In situations where a company doesn't already have user store, Symplified can provide rich APIs and a very flat, user data structure so that users can stand up their own custom user store compliant with the Symplified API. (REST 1.0, REST 2.0 and SOAP 1.0).
Symplified also includes delegated administration that allows for department administrators or others to manage access for specific groups. This is particularly beneficial for large enterprises looking to unburden the central IT department by reducing help desk calls and resource constraints. It also includes automated, self-service capabilities that enable end users to perform limited tasks such as password resets, updates to basic profile information, requests for access to specific applications, etc. IT administrators have complete control over which management capabilities can be exposed in the delegated administration and self-service user interface.
Symplified has created a rich set of REST-based APIs that allow users to create their own user interfaces while pulling all the information that they need from the Symplified system.
APIs are built to support using a custom portal rather than the Symplified portal. In this way, you can have an entirely customized environment for your applications yet get the functionality of Symplified's Single Sign-On, access control and user management capabilities.

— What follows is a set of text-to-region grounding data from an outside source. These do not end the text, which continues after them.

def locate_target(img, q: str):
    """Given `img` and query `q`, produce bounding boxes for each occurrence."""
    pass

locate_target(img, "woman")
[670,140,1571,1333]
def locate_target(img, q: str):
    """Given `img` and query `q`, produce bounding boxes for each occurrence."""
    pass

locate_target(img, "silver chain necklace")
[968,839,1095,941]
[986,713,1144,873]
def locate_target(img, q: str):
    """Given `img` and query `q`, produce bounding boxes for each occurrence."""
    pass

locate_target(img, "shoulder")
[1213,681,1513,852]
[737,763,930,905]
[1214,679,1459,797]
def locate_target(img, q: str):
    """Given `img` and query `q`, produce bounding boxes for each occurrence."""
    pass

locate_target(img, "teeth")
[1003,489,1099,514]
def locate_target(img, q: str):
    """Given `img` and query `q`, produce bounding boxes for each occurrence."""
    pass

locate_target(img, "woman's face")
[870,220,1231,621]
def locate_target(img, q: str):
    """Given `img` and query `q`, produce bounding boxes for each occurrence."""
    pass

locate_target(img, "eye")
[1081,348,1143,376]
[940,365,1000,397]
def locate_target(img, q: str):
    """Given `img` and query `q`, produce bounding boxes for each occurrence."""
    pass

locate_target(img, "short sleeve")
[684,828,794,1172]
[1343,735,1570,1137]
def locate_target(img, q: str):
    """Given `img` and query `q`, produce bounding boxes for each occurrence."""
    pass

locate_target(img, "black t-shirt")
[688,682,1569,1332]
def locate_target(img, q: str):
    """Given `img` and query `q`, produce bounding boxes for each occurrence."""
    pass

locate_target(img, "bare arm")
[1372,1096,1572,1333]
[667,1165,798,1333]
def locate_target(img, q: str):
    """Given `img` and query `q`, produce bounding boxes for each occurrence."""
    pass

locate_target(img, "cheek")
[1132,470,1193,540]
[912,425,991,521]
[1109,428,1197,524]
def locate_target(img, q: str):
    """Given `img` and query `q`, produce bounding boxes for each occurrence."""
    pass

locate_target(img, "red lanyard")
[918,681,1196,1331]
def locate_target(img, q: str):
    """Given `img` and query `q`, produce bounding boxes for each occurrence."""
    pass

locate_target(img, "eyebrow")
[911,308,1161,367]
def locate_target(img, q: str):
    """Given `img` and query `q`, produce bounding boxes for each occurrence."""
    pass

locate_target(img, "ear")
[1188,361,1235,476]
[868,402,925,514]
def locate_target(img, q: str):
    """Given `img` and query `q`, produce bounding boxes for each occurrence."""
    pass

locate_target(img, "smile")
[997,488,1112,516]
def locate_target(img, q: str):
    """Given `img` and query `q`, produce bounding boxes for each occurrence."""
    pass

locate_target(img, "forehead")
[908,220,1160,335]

Symplified has defined a series of protocols to access user stores so that users can be authenticated, authorized and managed through a web service interface that utilizes either XML or JSON for the structuring of the payload.
If a company has multiple data stores containing user information, Symplified can put its web service APIs in front of those user stores to allow the Identity Router access. From those user stores, Symplified APIs support passing information to the Identity Router such as the user type schema, credentials for access, user properties, etc. Note that there are specific attributes for each of the user stores because each has its own structure and data types.